Esa cultura permea tan exitosamente, que en algunos sectores, los altísimos sueldos, las comidas en restaurantes caros con cargo al erario, y hasta el dinero público para ropa de diseñador y marcas lujosas son leídos como justa recompensa para aquellos que por sus estudios académicos, su expertise, su inteligencia o incluso sus modales refinados se alejan de los simples mortales.

A estos ojos resulta extraño el comportamiento de la ministra Lenia Batres, recién llegada a la Suprema Corte de Justicia de la Nación, quién en su primera semana renunció al sueldo que reciben sus colegas (muy superior al del presidente de la República a pesar de la prohibición Constitucional). También su renuncia a los seguros privados para quedarse solo con su afiliación al ISSSTE. 

Contrario a la costumbre, a la llamada “ministra del pueblo” no se le ven trazas de cambiar su estilo de vida, como suele ocurrir en lo común con quienes alcanzan esas posiciones.

Y es que para algunos hacerlo es la obligación moral que conlleva su “digno cargo”. “Ponerse el hábito” es, digamos, parte de la responsabilidad de desempeñar una función, quizá una más importante que la de cumplirla con integridad y eficiencia.

Así parece verlo el sector que recientemente centró sus críticas en la forma de vestir del gobernador.

 ¿De verdad no hay asunto público que reprocharle? ¿No hay debates de lo colectivo pendientes más relevantes que su forma de vestir?, ¿El cargo público autoriza el clasismo y el insulto personal al funcionario?

 Aunque habitualmente son los políticos de izquierda los que reciben este tipo de ataques (Andrés Manuel López Obrador, Evo Morales, etcétera), no se libra de ellos ni la candidata presidencial de la derecha.

En su más reciente columna, Guadalupe Loaeza reprochó a Xóchitl Gálvez el fracaso de su campaña, que atribuyó, entre otras razones, a que sus “atuendos ya no son tan bonitos como antes” y que su “pelo se ve plano y oscuro”. También a otros errores, como tener en su equipo a Santiago Creel cuya principal cualidad, a decir de la autora de “Las niñas bien” es básicamente tener buen gusto para las corbatas. 

Loaeza también observó lo “poco apetitoso” del pavo cocinado por Gálvez en navidad, y le aclaró que “nadie quiere una ama de casa de presidenta”.

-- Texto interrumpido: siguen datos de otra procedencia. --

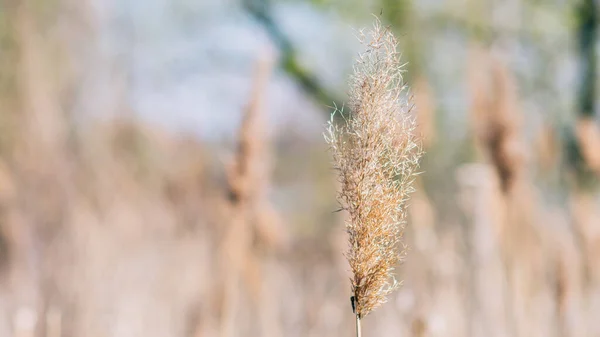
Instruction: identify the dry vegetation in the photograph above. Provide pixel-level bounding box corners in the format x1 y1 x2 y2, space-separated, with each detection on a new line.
326 21 421 335
0 1 600 337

Es un caso singular. No extraña que se recrimine a Gálvez su aspecto y forma de vestir, lo curioso es que justamente eso enorgullecía a quienes hoy lo critican.

Hace apenas unos meses, el frente opositor (o el nombre que tenga esta semana) reconocía la imperiosa necesidad de acercarse a quienes por años llamaron zombies, vividores, mediocres, y hasta “indios pata rajada”. Buscaron entonces a la panista que pareciera menos panista, la que ha sido funcionaria en un gabinete panista, legisladora por el PAN y candidata del PAN, pero cuya personalidad y aspecto se alejaran lo más posible del imaginario social que se tiene sobre ese partido. 

Su vestimenta tradicional y su hablar desparpajado les pareció entonces suficiente porque se acercó lo necesario a la caricatura mental de aquello que entienden por “pueblo”. 

No les espantó su supuesto pasado trotskista, ni siquiera su simpatía con algunas causas feministas o LGBT, pero hoy el evidente fracaso hace urgente el deslinde.

No sorprende. Así es la política. Pero esto desnuda que en el fondo nunca quisieron una presidenta de huipil, y que, no habiendo ya mucho que hacer más que salvar la propia honra, puede volverse a la programación habitual en la que a nombre del buen gusto y la libertad de expresión, el clasismo tiene permiso.